Джозина, маленькая моя! Скоро вечер, и наши колебания кончились. Морис Бино приказал всем отдыхать несколько часов. Спать. Спать… Мы все приготовили, даже несколько факелов на самый крайний случай. Ведь нам придется идти ночами. Задыхаясь, мы лежим, и никто не спит; мы лежим с закрытыми глазами, стараясь не смущать друг друга. Я не знаю, что думают в эти минуты другие, не знаю вообще, что можно думать, когда с каждым вздохом уходит частица твоей жизни. Я молод, мне двадцать, я был отчаянным парнем. Однажды меня привезли с тренировки с переломанным ребром, я только-только начинал тогда заниматься регби, это было еще при жизни отца, боль была ужасная, но я не пикнул. Молодые кости срастаются быстро, и теперь я думаю о тебе, маленькая моя, самоотверженная подруга. Стоит ли тебе рожать? Зачем вы рожаете, женщины, зачем мне было встречаться с Джозиной? Я уехал ради денег, ради нашего будущего благополучия, ради нашего мальчика, который может появиться по моему недомыслию. Нет, я не отговариваю тебя, Джозина, не надо делать ничего такого, о чем стоило бы жалеть. Но я многое бы отдал, чтобы очутиться сейчас рядом с тобой. Не знаю, не появится ли еще одно существо и не упрекнет ли оно когда-нибудь меня в неразумности? Я пытаюсь найти ответ в товарищах, но все они удручены и измучены – на их лицах подавленность и усталость.
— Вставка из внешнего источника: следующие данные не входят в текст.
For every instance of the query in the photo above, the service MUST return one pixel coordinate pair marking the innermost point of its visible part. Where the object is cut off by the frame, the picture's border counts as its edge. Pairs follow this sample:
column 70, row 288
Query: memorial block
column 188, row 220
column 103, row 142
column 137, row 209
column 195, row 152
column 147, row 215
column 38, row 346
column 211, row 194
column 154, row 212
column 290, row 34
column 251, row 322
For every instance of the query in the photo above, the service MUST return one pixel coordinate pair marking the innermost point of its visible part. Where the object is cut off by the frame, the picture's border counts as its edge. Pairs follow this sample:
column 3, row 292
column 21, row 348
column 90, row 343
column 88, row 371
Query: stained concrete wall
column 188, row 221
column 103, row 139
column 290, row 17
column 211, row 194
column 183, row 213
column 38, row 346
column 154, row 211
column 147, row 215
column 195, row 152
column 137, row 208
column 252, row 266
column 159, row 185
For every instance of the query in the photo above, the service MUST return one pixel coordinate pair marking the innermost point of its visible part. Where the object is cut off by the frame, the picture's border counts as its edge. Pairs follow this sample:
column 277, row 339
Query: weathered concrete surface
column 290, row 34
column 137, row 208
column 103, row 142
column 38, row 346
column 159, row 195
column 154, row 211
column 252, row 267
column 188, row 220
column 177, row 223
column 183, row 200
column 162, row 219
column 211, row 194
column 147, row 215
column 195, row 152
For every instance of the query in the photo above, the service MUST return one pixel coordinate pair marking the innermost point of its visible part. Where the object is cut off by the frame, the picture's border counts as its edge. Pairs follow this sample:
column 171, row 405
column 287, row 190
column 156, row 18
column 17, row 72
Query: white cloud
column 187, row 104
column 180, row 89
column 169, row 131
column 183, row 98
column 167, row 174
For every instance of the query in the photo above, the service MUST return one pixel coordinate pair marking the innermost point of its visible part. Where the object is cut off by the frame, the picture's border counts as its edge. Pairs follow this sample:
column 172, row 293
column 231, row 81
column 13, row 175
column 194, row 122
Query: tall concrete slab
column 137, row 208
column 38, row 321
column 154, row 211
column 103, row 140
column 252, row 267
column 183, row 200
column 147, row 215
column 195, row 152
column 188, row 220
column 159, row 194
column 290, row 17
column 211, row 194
Братья, – хочется мне спросить. – Скажите, все ли в нашей жизни правильно? Так ли нужно жить? Ну, ты, Морис, ты старший, ты много знал лишений и трудностей, ты отказывал себе во многом. Но ради чего? Где только ты не был! Но знал ли ты радость, простую радость быть? Так ли ты живешь? А ты, Адиль? Ты, не имеющий права жениться, потому что не имеешь денег? Что ты скажешь? Или Карл Висмут, обморозивший душу в снегах России? Ради чего мы все страдаем и мучимся? Ради процветания акционерного общества «Франция – Сахара»? Какое все мы, мы, Адиль, Карл Висмут, Морис, ты, русский Дерюгин, и я, француз Андре… Ставропольцев, имеем к этому отношение? Чтобы члены правления набивали себе карманы? Ради этого мы сдыхаем здесь, в этом песчаном аду?